Friday, August 26, 2022

Interesting Literary Factoids For Writers & Readers


 

I had been meaning to get to a book that I bought at least six months ago -- Mental Floss The Curious Reader: A Literary Miscellany of Novels & Novelists. I’m so glad I pulled this one off of my at-capacity bookshelf. It has so many yummy, chewable nuggets of factoids that feel like Snapple Facts times 100. 

In case you don’t have time to read it, let me share with you some of the things that I found of interest: 

  • Did you know George Orwell died just seven months after 1984 was published? He died January 21, 1949 from tuberculosis.  
  • Fyodor Dostoyovsky, most famous for penning Crime & Punishment, had epilepsy. He and other writers were arrested for suspected revolutionary activity. He was sentenced to death but ended up serving five years in a Siberion prison camp and then six years in exile.  
  • Mary Shelly wrote what is widely considered the first science-fiction novel, Frankenstein. She wrote it as a teenager while married to a famous poet, Percy Shelley. It was published in 1818 when she was all of 20.  
  • Lolita, a controversial book about inappropriate lust and statutory rape, almost didn’t get published. One editor at a publisher rejected it, saying: “I recommend that it be buried under a stone for a thousand years.” 
  • Famous writer Virginia Woolf wrote in her journal negatively of contemporary author James Joyce, calling Ulysses “An illiterate, underbred book. It seems to be the book of a self-taught working man, and we all know how distressing they are, how egotistic, insistent, raw, striking, and ultimately nauseating.” 
  • There were famous author feuds – Gore Vidal vs. Norman Mailer, Joseph Conrad vs. DH Lawrence, Henry James vs. H.G Wells, and Ernest Hemingway vs. Gertrude Stein. 
  • Agatha Christine’s mom didn’t want her to read until she was eight. She was concerned about her eyes and brain development, But the famous author of Murder On The Orient Express taught herself to read by age four on the sly. She had little formal education until the age 15.  
  • Kurt Vonnegut met his future wife in kindergarten.  
  • Kurt Vonnegut said: “No one works well eight hours a day. No one ought to work more than four hours.” 
  • D.H Lawrence said: “I can never decide whether my dreams are the result of my thoughts, or my thoughts are the result of my dreams.” 
  • Arthur Conan Doyle’s character Sherlock Holmes, holds the Guinness Book of World Record for “the most portrayed human literary character” in television and film, with more than 254 depictions.” 
  • F. Scott Fitzgerald said: “The test of a first-rate intelligence is the ability to hold two opposed ideas in the mind at the same time, and still retain the ability to function.
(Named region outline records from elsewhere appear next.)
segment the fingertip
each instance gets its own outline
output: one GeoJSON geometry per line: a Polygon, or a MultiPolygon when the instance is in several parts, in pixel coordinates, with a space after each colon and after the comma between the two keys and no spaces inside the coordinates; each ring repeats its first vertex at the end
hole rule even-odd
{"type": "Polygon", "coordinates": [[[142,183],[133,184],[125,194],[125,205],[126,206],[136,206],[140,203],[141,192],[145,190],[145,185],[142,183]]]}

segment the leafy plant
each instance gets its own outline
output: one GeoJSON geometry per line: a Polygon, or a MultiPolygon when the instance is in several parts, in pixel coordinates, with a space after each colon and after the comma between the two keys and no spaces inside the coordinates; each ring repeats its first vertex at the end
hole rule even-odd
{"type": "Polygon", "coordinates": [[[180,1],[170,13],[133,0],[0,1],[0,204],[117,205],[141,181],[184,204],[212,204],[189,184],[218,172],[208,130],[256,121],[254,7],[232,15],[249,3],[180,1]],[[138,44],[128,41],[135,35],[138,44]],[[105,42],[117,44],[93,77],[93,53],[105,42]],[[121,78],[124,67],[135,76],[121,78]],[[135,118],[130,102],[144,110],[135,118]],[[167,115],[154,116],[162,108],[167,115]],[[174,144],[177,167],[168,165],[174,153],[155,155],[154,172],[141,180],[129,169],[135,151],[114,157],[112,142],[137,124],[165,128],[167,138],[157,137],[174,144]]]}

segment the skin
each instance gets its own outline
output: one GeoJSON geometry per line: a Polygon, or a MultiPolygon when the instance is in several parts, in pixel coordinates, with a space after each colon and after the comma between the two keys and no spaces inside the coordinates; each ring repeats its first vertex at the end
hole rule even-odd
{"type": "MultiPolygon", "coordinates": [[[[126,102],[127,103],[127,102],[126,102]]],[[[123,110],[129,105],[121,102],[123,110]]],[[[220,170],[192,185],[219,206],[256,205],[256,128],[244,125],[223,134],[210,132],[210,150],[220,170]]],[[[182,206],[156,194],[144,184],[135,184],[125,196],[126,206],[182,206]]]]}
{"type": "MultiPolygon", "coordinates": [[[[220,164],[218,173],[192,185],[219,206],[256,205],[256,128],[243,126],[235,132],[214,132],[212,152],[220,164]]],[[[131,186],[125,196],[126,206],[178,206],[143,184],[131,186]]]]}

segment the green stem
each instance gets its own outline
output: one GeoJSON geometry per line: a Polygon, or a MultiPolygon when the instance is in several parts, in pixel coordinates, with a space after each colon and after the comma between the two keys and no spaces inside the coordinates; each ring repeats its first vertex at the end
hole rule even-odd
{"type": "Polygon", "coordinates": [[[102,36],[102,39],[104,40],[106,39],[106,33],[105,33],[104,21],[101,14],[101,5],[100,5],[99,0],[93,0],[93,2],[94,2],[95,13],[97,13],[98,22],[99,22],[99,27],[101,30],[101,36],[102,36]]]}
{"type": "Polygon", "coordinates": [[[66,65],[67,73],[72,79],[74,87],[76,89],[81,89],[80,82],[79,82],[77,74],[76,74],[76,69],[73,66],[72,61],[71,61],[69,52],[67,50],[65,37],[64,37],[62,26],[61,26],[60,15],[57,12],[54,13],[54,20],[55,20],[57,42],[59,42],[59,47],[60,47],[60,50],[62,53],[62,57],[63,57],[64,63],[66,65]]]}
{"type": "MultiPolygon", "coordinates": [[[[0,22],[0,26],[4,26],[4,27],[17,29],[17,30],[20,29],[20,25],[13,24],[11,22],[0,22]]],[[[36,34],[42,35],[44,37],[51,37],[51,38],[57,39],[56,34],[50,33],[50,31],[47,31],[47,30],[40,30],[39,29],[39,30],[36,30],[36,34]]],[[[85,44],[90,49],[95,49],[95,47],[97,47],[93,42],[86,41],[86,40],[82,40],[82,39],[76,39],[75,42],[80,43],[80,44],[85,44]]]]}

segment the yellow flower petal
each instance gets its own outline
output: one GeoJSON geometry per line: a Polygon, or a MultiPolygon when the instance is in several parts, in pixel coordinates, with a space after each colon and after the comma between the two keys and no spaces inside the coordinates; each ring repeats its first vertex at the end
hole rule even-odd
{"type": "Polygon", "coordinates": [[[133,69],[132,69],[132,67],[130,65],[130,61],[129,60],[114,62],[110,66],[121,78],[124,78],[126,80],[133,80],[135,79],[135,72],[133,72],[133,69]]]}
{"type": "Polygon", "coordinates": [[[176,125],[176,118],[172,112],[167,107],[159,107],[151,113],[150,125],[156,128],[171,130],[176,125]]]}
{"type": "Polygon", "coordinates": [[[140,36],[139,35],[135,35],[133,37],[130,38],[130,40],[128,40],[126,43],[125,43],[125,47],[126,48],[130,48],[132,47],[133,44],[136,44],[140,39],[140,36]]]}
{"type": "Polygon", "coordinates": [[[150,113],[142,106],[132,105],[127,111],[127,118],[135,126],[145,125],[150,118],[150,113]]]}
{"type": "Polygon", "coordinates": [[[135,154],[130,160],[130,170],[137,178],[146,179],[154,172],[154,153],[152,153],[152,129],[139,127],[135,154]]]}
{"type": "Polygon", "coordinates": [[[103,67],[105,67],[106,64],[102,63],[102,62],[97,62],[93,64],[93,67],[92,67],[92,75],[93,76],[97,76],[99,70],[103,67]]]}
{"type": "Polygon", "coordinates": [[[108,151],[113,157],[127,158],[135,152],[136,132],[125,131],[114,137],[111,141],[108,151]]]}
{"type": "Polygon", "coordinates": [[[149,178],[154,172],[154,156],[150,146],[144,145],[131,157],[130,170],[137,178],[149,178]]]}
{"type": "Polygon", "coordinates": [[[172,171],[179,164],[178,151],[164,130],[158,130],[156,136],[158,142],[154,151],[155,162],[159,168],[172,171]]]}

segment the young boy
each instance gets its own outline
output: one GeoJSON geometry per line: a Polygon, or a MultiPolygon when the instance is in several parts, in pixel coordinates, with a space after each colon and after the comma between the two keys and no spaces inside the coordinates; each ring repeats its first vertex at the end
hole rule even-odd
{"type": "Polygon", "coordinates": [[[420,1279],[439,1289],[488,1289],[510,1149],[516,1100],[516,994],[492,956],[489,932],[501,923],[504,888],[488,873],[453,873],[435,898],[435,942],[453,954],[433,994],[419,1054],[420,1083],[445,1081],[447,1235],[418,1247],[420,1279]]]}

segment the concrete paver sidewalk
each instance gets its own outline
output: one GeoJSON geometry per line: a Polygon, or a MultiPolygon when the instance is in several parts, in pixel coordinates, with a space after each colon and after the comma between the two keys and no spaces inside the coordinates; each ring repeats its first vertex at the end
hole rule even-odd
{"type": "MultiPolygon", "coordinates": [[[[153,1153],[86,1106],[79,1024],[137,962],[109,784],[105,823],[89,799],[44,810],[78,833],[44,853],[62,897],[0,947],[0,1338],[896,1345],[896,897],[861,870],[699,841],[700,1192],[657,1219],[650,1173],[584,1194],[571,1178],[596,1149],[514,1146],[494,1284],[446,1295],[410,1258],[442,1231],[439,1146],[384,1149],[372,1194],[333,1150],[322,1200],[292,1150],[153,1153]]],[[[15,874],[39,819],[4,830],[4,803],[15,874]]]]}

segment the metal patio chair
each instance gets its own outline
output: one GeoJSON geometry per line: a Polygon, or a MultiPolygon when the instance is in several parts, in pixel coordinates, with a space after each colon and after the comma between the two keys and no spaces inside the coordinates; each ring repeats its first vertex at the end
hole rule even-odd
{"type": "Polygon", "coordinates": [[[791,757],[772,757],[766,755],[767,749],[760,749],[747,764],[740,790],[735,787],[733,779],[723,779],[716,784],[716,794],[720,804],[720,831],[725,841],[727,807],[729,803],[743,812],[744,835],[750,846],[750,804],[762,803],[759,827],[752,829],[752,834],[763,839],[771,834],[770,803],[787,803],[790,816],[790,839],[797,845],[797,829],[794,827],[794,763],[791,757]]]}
One should, for example, be able to see that things are hopeless and yet be determined to make them otherwise.” 
  • Ernest Hemingway, who almost died in two consecutive plane crashes, once said: “Happiness in intelligent people is the rarest thing I know.” 
  • Some famous books were originally self-published, including A Christmas Carol, The Martian, Celestine Prophecy, Fifty Shades Of Gray, and Maggie: A Girl of the Streets. 
  • Virginia Woolf said: “Nothing has really happened until it has been described.” 
  • Abibliophobia describes those who are afflicted with a fear of running out of things to read. But one who is a bibliobibuli is one who reads too much and is constantly drunk on books.  
  • Stephen King pulled one of his books from circulation. Writing under another name Richard Bachman, he penned Rage, about a high school teen who kills his teacher and takes the algebra class hostage By 1997, at least three kids had brought weapons to school and killed or injured classmates and said they read his book.  
  • Encyclopedia Britannica last published a printed set of encyclopedias in 2012. The 129-pound books that cost $1,395 only sold 8,000 sets that year. In 1990, they sold 120,000 sets.  

If you want to spend hours more to read about other famous books and writers, get a copy of the book. 

 

 

Please Contact Me For Book PR Help

Brian Feinblum, the founder of this award-winning blog, can be reached at brianfeinblum@gmail.com He is available to help authors promote their story, sell their book, and grow their brand. He has 30 years of experience in successfully helping thousands of authors in all genres.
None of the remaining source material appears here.